The purpose of insurance is to provide financial protection against unexpected losses. In simple terms, it helps people manage risk.
Here’s how it works and why it exists:
- Risk Sharing – Many people pay small amounts- relatively (premiums) into a common pool. When one person experiences a covered loss (like a car accident, house fire, or medical emergency), the pool pays out to cover the costs.
- Financial Security – Insurance helps prevent a single event from causing financial ruin. For example, health insurance can protect you from huge medical bills, or home insurance can help rebuild after a fire.
- Peace of Mind – Knowing you’re covered if something bad happens reduces stress and anxiety about the future.
- Economic Stability – Insurance supports society by keeping individuals and businesses financially stable after losses, so the economy keeps functioning smoothly.
In short:
Insurance exists to spread risk, protect assets, and provide peace of mind when life’s uncertainties strike.
When health insurance is required to violate the idea of protection against unexpected losses, it is no longer insurance.
For example, birth control pills, or a routine office visit or even routine dental checkups are not unexpected losses or a significant financial risk that can’t be planned for.

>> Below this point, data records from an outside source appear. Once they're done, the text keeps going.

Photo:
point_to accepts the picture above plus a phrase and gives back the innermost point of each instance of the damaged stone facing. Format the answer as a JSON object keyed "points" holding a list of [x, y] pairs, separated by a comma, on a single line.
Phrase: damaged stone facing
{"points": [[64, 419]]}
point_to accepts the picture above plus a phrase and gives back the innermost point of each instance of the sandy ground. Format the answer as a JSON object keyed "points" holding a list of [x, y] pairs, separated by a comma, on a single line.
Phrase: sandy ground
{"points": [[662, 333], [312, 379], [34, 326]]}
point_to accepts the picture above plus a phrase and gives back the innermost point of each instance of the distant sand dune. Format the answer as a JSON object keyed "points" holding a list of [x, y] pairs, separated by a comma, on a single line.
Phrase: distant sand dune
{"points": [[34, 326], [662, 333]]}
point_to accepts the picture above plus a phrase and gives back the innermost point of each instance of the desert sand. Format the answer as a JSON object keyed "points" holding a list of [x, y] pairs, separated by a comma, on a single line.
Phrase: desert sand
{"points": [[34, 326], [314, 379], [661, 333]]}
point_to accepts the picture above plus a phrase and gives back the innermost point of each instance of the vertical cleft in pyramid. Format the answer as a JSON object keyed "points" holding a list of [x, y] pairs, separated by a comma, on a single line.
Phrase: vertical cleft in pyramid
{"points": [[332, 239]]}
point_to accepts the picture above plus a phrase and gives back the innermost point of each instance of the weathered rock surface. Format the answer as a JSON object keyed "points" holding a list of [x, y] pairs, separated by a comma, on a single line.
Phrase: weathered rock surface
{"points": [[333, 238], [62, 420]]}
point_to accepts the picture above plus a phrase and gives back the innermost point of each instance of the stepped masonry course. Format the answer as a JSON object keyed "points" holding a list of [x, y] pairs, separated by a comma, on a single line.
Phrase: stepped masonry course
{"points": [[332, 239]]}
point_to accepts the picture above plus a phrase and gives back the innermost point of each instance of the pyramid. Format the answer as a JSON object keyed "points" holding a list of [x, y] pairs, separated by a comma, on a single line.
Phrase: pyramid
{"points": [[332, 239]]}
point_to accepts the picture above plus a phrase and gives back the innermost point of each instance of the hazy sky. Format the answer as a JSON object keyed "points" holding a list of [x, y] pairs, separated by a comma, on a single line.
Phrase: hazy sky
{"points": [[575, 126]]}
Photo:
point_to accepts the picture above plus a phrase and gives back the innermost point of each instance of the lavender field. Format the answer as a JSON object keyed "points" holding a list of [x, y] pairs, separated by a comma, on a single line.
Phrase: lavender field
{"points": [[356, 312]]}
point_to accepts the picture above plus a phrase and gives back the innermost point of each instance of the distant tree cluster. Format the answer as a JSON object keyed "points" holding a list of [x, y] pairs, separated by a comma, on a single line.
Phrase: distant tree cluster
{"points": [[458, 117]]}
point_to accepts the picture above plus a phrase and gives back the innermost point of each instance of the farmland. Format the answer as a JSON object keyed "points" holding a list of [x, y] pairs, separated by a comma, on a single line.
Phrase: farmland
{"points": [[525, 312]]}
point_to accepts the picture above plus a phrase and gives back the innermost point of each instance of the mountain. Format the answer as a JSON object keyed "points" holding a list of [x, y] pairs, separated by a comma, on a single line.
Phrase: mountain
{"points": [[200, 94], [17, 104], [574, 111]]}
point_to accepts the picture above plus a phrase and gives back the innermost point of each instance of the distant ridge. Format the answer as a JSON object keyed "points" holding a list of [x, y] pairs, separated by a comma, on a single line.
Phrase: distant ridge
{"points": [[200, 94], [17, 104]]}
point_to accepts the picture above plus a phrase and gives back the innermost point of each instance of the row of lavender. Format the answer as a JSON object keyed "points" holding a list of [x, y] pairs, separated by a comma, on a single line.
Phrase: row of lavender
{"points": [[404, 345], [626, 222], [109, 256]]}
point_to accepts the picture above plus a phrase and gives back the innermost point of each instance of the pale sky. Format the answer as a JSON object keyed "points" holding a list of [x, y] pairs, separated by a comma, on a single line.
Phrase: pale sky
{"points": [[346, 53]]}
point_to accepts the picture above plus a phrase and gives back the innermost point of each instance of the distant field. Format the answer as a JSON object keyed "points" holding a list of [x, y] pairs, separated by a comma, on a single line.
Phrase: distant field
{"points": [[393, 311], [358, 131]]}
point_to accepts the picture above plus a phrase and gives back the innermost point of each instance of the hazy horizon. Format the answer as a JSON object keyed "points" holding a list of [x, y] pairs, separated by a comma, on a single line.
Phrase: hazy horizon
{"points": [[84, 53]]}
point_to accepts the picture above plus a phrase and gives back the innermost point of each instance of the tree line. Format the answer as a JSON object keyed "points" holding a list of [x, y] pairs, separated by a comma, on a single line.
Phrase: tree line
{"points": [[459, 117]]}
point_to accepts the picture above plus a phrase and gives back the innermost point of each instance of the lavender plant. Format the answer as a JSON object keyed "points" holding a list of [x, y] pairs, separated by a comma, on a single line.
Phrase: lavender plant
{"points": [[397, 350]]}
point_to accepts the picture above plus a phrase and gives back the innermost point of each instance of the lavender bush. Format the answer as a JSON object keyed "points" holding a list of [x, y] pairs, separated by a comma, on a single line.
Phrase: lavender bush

Requiring them to be reimbursed by insurance simply drives up premiums for everyone.
The use of deductibles is another way of sharing the risk. The lower the deductible the higher the premiums for everyone. On the other hand, a deductible transfers a bit more of the risk to people who more often use the coverage.

In many respects health insurance long ago ceased to actually be insurance.


“In many respects health insurance long ago ceased to actually be insurance.”
Agree.
When it comes to health “insurance”, unless everyone is required to have coverage, all the time, the all in the pool concept won’t work.
Similarly, the Democrat’s solution of having some pay while others benefit, allowing people to join after a bad diagnosis, expecting hospitals to treat those who are uninsured (stabilization and beyond), all create moral hazard. Today, exchange based coverage, and Medicaid, with all its exceptions, is like allowing people to insure a house that is already on fire.
As the excerpt you posted confirms, Democrats misrepresent what Medicare For All means, they believe there should be a single pool, where someone else pays.
So, again, unless everyone is required to have coverage, and everyone must pay based on the risk they are shifting into the pool (what they call insurance), the Democratic solution of subsidizing some and sending the bill to those too young to vote, and generations unborn, is nothing more than buying votes.